Helene. It broke Rose’s heart every time she thought of her older sister. What if she had tried harder to reason with her? Could she have saved her if only she’d managed to convince her that the world had lost all logic and had gone mad? Had Helene regretted, in her final moments, not believing Rose? Or had she held out hope until the end that perhaps they were only being sent away to work, and not to die? Somehow, Rose always imagined her slipping away in her sleep, peaceful, alone, although she knew from the ghosts that her end had likely been much different. Each time she thought of how Helene had reportedly been beaten to death, simply for being too ill to work, Rose had to run to the bathroom to throw up, and for days afterward, she couldn’t hold down a meal.
Claude. Just thirteen, he had tried so hard to be grown up, to pretend to understand the things that adults understood. But he was a child the last time Rose saw him. Had he become the adult he’d always wanted to be in the few days inside the Vel’ d’Hiv? Had he been forced to understand things he shouldn’t have known for years? Did he try to protect the younger ones, or his sister, or his mother? Or had he remained a child, terrified of what was happening? Had he made it onto a transport to Auschwitz? Had he survived there for a while, or had he been drawn out of line upon his arrival, judged to be too young or too small to work, and sent immediately to the gas chamber? What had he said with this last breath? What had been his last waking thought?
Alain. The one Rose loved the best. And the one who understood everything, although he was only eleven. Her heart ached most of all for him, because without the cloak of denial that the others had managed to wrap themselves in, there was no way to dull the pain. He would have felt every moment of it, because he understood it all, understood what was happening, believed Jacob’s urgent warnings. Had he been frightened? Or had he grown up in those moments and decided to meet his fate with brave resilience? He was tougher than Rose was, tougher than all of them. Had he used that bravery to rise above the terror? Rose felt sure that he hadn’t lived long; he was much smaller than Claude, very small for his age, and no guard in his right mind would have selected such a little boy for work duty. When Rose closed her eyes at night, she often saw Alain’s little face, his eyes somber, his rosy cheeks sallowed, his beautiful blond hair shaved, as he awaited the fate he knew was coming in the midst of a thousand other children in the cold darkness of a gas chamber somewhere in Poland.

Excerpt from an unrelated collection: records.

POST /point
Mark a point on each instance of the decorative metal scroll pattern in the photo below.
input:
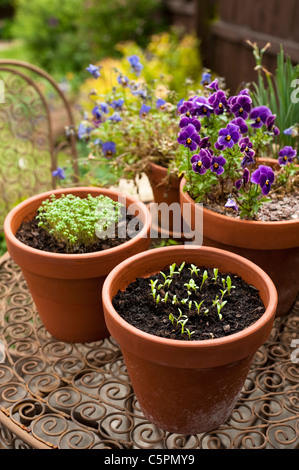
(29, 147)
(79, 396)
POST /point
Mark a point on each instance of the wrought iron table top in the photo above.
(79, 396)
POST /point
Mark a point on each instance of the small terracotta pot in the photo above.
(187, 387)
(274, 246)
(66, 288)
(165, 192)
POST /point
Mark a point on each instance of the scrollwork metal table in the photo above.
(78, 396)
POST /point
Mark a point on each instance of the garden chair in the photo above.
(33, 143)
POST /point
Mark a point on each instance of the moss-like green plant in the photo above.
(78, 222)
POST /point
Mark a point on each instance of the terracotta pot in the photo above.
(164, 192)
(187, 387)
(66, 288)
(274, 246)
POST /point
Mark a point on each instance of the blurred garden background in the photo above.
(181, 40)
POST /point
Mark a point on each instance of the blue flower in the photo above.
(135, 64)
(160, 103)
(144, 110)
(115, 117)
(94, 70)
(60, 173)
(109, 149)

And then there was Jacob. It had been nearly seventy years since she’d last seen him, and still, his face was as clear in Rose’s mind as if they’d parted just yesterday. She often imagined him as she’d seen him the first time she met him, in the Jardin du Luxembourg in the winter. His dancing green eyes, his thick brown hair, the way they had looked at each other and known in that very first instant what they’d found. She could imagine, in her darkest moments, his face, resolute and brave, as he endured the torture of the Vel’ d’Hiv, or as he was thrown aboard a transport to a transit camp, or as he entered Auschwitz. But unlike the others, she couldn’t visualize him dying. It was strange, she thought, and she wondered whether it was her mind’s way of protecting her, even though she did not want to be protected. She wanted to feel the pain of his death, because she deserved it.
But those weren’t the only moments of her life that Rose returned to as she drifted farther and farther away from the world. She thought also of the moments that had come since then, the few happy times over the years, when her heart had filled up with love and joy, the way it once had when she was a girl. And here in the depths of her coma as she floated through the darkness, she thought back to a cold morning in May 1975, one of her favorite memories.
That morning, Rose had woken to find Ted gone to work already. Usually, she was up long before the dawn, but her nightmares had sucked her in that night, as they sometimes did, and held her captive until nearly six in the morning. When she slept in like this, Ted let her rest and called Josephine to open the bakery in her mother’s stead. He didn’t understand that she wasn’t resting but reeling in the terror that she could never find a way out of. And because she loved her husband, she didn’t tell him this. He thought that in marrying her, and in giving her a good life, he had helped the past to disappear, as she wanted it to. She could not bear to tell him that in the thirty-three years since she’d last seen those she loved most, the memories, both real and imagined, hadn’t faded at all.
Rose had stared at herself in the mirror that morning. She was still beautiful at fifty, although she hadn’t seen herself that way since the last time Jacob had looked at her. In his eyes, she knew she was something special. Without him, she had wilted like a flower without sunlight.